Most cases occurred in people under age 65.
Ottawa, in contrast, was seeing a lower rate of influenza overall and among children than the national rates as of the end of the year (the most recent numbers). Previous year at this time, 91 people had died from the flu.
The hospital also encourages the public to get their flu shots as soon as possible.
Nearly half the cases in Ontario are the H1N1 strain which affects children, according to the Public Health Agency of Canada report.
This time past year, there was a strong flu strain, forcing hospital facilities to impose strict visiting restrictions which remained in place ever since.
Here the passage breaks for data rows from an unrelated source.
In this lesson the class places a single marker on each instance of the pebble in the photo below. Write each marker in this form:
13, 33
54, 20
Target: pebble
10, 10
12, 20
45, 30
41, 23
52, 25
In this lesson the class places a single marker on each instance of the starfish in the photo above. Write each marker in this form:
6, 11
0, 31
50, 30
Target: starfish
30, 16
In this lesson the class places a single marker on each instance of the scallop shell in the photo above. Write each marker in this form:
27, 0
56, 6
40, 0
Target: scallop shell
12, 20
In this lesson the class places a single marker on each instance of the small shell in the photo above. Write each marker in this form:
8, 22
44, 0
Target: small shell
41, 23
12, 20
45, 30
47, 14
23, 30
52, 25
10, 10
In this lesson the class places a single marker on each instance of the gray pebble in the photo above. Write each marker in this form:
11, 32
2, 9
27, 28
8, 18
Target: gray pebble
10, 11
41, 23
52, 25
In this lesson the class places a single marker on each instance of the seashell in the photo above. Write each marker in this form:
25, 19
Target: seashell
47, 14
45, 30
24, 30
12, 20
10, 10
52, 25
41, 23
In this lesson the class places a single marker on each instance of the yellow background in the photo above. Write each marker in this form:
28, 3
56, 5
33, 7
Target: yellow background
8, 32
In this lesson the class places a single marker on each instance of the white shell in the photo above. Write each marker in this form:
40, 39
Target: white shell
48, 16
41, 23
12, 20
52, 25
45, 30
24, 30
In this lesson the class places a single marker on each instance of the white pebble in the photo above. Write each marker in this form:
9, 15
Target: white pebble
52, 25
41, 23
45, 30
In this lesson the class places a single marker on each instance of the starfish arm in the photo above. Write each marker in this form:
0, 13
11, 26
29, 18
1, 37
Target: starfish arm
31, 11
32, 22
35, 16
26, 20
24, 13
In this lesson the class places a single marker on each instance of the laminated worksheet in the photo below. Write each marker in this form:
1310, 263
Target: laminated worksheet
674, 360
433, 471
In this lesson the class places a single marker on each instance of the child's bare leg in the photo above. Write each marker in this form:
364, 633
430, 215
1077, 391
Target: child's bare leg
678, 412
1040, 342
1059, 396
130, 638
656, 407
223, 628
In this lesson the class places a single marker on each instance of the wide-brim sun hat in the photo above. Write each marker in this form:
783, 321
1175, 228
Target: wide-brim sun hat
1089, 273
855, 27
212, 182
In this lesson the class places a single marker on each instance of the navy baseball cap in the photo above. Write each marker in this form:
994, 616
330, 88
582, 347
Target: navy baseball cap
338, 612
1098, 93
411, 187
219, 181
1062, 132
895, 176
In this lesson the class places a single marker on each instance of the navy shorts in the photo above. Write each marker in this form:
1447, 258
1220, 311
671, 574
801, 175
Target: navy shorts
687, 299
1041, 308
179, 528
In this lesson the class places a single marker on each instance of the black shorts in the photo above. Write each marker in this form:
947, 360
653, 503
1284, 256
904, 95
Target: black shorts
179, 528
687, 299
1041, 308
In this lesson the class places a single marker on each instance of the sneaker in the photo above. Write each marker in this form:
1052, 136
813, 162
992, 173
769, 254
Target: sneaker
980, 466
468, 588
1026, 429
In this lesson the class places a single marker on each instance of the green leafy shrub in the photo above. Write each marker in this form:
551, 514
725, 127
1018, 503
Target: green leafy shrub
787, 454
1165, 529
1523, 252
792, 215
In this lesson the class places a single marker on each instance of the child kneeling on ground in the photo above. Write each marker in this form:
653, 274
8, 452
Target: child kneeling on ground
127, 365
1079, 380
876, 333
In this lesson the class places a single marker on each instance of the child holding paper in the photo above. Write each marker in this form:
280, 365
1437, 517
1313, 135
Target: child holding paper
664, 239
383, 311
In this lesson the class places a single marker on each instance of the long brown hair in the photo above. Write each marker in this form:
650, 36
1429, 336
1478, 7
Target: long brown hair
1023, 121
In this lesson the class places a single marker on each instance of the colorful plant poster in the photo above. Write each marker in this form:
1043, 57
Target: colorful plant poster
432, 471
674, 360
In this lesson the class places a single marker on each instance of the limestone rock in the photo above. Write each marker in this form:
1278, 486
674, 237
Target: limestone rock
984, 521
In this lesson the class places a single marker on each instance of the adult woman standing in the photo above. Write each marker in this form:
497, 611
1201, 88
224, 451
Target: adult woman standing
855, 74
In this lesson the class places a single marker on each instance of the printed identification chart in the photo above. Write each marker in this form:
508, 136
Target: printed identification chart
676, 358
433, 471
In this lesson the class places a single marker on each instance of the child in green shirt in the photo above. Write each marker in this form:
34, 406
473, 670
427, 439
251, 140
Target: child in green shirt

The viruses circulating this year are another reason for the milder season.
Last season at that point, 11,275 cases of lab-confirmed flu had been reported.
Ontario got off to slower start to the season compared to Alberta, for instance, which began getting hit with the respiratory illness in late October, early November.
"We're really just now getting into our flu season", said Dr. Michelle Murti of Public Health Ontario, noting that the proportion of tests on people with respiratory bugs that came back positive for influenza had doubled to 16 per cent in the week ending December 29, compared to eight per cent the week before.
The virus has already claimed the lives of 13 children so far this flu season.
According to officials, there is high flu activity throughout the state so it's important for those who have not yet gotten a flu shot-especially health care workers-to get one.
A spokesperson for the HSE said that the best way to protect yourself is to get the flu vaccine.
Dr Kelleher said that while most people will get better themselves from flu, anyone who was concerned about their condition should telephone their GP or an out-of-hours medical service so they could arrange to be treated in a way that did not put others at risk.